Henry VIII & The Succession
Henry VIII married six times but it was his first three marriages that each produced a future monarch. With Catherine of Aragon (1485-1536 CE), Henry had a daughter, Mary (b. Feb. 1516 CE). With Anne Boleyn (c. 1501-1536 CE), there was another daughter, Elizabeth (b. Sep. 1533 CE). With wife number three, Jane Seymour, who was a lady-in-waiting at court, Henry had his first and last legitimate son, Edward, born on 12 October 1537 CE in Hampton Court Palace. At the joyous news, there followed 2,000 cannon shots let off in the Tower of London, bells rang out across England and there were 24 hours of parties and feasts but, tragically, Jane died 12 days after giving birth, most likely from post-natal fever.

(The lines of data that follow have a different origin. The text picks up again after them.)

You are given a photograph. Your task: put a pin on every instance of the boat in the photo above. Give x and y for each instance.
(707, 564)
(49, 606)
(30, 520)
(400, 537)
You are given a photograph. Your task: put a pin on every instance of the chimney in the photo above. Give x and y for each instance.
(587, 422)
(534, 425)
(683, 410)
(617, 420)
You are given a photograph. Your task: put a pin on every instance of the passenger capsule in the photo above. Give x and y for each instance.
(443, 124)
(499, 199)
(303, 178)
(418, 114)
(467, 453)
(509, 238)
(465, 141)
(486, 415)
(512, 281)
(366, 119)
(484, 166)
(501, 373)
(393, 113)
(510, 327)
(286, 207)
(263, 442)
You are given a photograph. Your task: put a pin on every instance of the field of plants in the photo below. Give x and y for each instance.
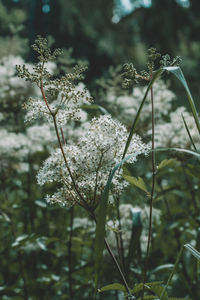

As the first marriage was annulled to permit the second and Anne Boleyn was executed on charges of adultery, so each of their children was disinherited and it was Edward who became the official heir to the throne. As more wives came and went and no more children were forthcoming, Henry changed his mind in 1544 CE and declared that Edward could be succeeded by his half-sister Mary with Elizabeth next in line.
Henry VIII's health declined rapidly in his later years as the king became seriously overweight and suffered a badly ulcerated leg. The king died on 28 January 1547 CE at Whitehall Palace in London; he was 55 years old. Henry was buried in Saint George's Chapel at Windsor Castle, next to his late third wife, Jane Seymour, and he was duly succeeded by Edward who became Edward VI at his coronation in Westminster Abbey on 20 February 1547 CE. Henry, having split the Church in England from Rome to acquire his first marriage annulment and gone on a massive spending spree on palaces and wars, left his son an impoverished kingdom split over religious issues and, particularly, whether or not to press on with reforming the Church.
Continue reading...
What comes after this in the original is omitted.